Christina Sirochman felt something was wrong when her dog sniffed out a woman's shirt and shorts in an overgrown lot on the edge of Northern Liberties where they often went for morning walks.
The sense of dread deepened as she saw lip gloss and makeup scattered around, and as her dog led her toward a patch of tall weeds behind a tree, she saw the partially hidden, nude body of a young woman on the ground. She put a hand on the woman's bloodied face and knew she was dead.
"It was like touching a piece of glass," she testified Wednesday in the trial of the woman's accused killer.
Sirochman, one of several witnesses to testify in Common Pleas Court on Wednesday about the crime scene where Sabina Rose O'Donnell, 20, was found on June 2, 2010, said that as soon as she called police from her nearby home, she returned to the lot.
"That was someone's child laying there, and I didn't want her laying there alone," Sirochman said tearfully.

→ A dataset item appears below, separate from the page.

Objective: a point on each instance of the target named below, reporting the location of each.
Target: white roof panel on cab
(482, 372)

Jurors in the trial of Donte Johnson, the 20-year-old man charged with O'Donnell's rape and murder, heard testimony Wednesday about O'Donnell's injuries. Prosecutors allege Johnson spotted O'Donnell as she was biking to her home at Fourth Street and Girard Avenue, dragged her about 100 feet to the lot behind the building where she lived, then beat, raped, and strangled her. He later told police he had wanted to steal her bike.
Assistant Medical Examiner Edwin Lieberman, who examined O'Donnell's body, testified that she was covered with bruises and cuts, including gashes on her head, bruises from blows to the face, and scrapes on her torso that prosecutors allege came from being dragged. The tip of her tongue was bitten through, Lieberman said, and her green bra was knotted around her neck in what Lieberman said was "one of the tightest ligatures I've seen in a long time."

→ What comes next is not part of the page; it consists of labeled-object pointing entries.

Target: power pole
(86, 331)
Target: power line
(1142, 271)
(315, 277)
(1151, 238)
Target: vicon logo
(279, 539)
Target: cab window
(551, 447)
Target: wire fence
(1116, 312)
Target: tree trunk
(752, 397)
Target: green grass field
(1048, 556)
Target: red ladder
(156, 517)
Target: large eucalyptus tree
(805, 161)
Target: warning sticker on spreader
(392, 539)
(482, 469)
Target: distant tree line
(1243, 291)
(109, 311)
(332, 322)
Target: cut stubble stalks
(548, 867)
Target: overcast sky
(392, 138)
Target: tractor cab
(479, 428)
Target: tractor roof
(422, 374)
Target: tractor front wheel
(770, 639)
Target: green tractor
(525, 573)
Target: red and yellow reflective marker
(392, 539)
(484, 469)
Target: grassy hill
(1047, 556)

O'Donnell also had internal bruising that prosecutors say was consistent with sexual assault. Authorities have said they found Johnson's DNA in and on O'Donnell's body.

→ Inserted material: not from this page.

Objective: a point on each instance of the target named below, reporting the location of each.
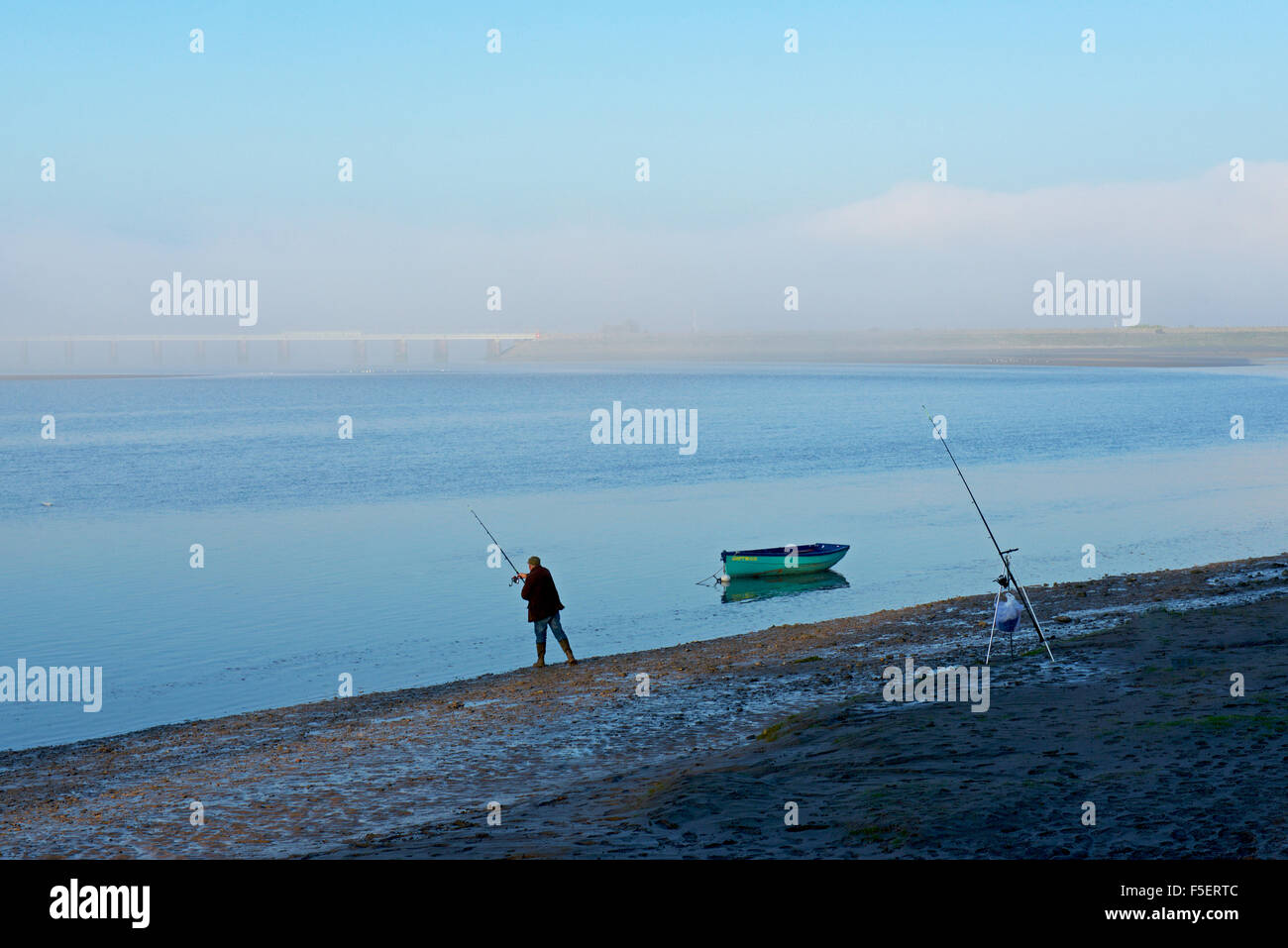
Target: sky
(518, 168)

Jurors were shown photographs of the crime scene as well as O'Donnell's white jeans shorts and flowing white short-sleeve blouse, which were displayed on a small mannequin, wrinkled and caked with large splotches of dried blood.
Johnson's attorney, Lee Mandell, questioned Sirochman about a man she spotted near the scene just before she found O'Donnell. Sirochman testified that she turned and saw the man standing on the far side of the lot, on North Orianna Street. When Sirochman took a step toward the man, he ran away, she said. She described him as black and in his late 30s or early 40s, possibly around six feet tall. The first police officer on the scene testified that she radioed a description of the man to patrol cars that morning, but it is unclear whether he was ever identified. Police have never identified any other suspects in the case.